Thank you DB....Dave glad ya like it.
Simon, I have never had any hand shock on any of these Mollegabet styled bows. I think most folks call them "Molly" as a nickname for Mollegabet. This style bow was found after the "Holmegaard". That bow was similar to an American Flat bow with stiff tips. The Mollegabet has well defined seperation between the working limb and lever elements.
The names come from the way the Scandinavian scientists name their finds....they are named for the nearest town to the dig. I'll post one other picture from the other computer with the artifact reconstruction for you.
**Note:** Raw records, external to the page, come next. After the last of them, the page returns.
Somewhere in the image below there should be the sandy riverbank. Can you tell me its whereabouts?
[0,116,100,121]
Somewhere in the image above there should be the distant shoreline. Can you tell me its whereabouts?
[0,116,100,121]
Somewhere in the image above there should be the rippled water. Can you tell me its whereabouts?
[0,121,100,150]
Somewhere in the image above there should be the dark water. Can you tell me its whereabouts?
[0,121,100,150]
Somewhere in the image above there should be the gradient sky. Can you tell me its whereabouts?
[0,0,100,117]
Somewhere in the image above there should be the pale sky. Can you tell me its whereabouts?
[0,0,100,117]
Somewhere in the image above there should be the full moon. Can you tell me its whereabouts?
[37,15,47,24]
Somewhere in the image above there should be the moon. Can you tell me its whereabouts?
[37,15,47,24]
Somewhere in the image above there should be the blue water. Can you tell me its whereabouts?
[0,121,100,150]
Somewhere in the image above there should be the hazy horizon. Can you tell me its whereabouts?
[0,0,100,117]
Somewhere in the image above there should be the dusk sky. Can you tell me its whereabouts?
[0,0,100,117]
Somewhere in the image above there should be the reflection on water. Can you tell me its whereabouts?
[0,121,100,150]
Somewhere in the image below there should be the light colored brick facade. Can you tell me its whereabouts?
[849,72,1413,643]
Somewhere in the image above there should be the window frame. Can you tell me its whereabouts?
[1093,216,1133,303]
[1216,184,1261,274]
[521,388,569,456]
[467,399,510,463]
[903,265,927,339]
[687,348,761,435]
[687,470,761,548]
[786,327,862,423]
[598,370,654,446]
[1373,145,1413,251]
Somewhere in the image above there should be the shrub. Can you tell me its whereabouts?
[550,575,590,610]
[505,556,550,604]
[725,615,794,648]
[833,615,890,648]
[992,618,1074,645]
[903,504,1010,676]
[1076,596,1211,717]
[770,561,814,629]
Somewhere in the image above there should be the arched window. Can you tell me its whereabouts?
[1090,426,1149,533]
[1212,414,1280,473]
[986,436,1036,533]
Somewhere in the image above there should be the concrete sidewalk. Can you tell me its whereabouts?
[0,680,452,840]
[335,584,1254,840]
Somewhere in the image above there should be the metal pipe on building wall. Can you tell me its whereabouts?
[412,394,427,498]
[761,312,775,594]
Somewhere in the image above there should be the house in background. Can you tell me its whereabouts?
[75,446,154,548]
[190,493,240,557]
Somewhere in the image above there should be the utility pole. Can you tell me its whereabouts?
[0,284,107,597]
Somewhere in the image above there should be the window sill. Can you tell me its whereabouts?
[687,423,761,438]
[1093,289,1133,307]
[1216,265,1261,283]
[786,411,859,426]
(My opinion about the bows and working principles is) I believe that the levers being 50-50 or 60-40 working to lever length acts the same principle as a trebuchet where the working limb is the weight and the lever is ....well the lever. There is also the matter of the lever tip moving considerably farther in it's arc than does the working limb so the stresses are not as bad as one would think. ( this is like an arrow spine tester, the weight and arrow move very little but the tip of the indicator moves a long ways by comparison) Since the lever is notably thicker and heavier at the fade and quite narrow and thin at the tip I believe there is a very powerfull transfer of energy into the arrow just like a trebuchet does and actually the bows works a lot like that because it will give great cast to heavy arrows on the one hand and does not self destruct with light arrows. Like I said I have never had any issues with shock with any arrow weight...cast is very strong. One added advantage is that the levers if made long like the originals....give some advantage to the bowman to draw more weight than with a full compass, the longer levers also give greater safe draw length on somewhat shorter bows because they increase string length. All of my bows are for hunting primarily, and I have made some with reflexed levers....I dont do that anymore because if you reflex a couple inches you will not have string lift off at brace (more noise and vibration) so If you can make the levers reflexed in such a way as to gain speed but have the bow string lifted off the limb/lever at brace you avoid a lot of shock/vibration when the string comes back to battery.
Like I said just an old mans opinion so please take it with a grain of salt.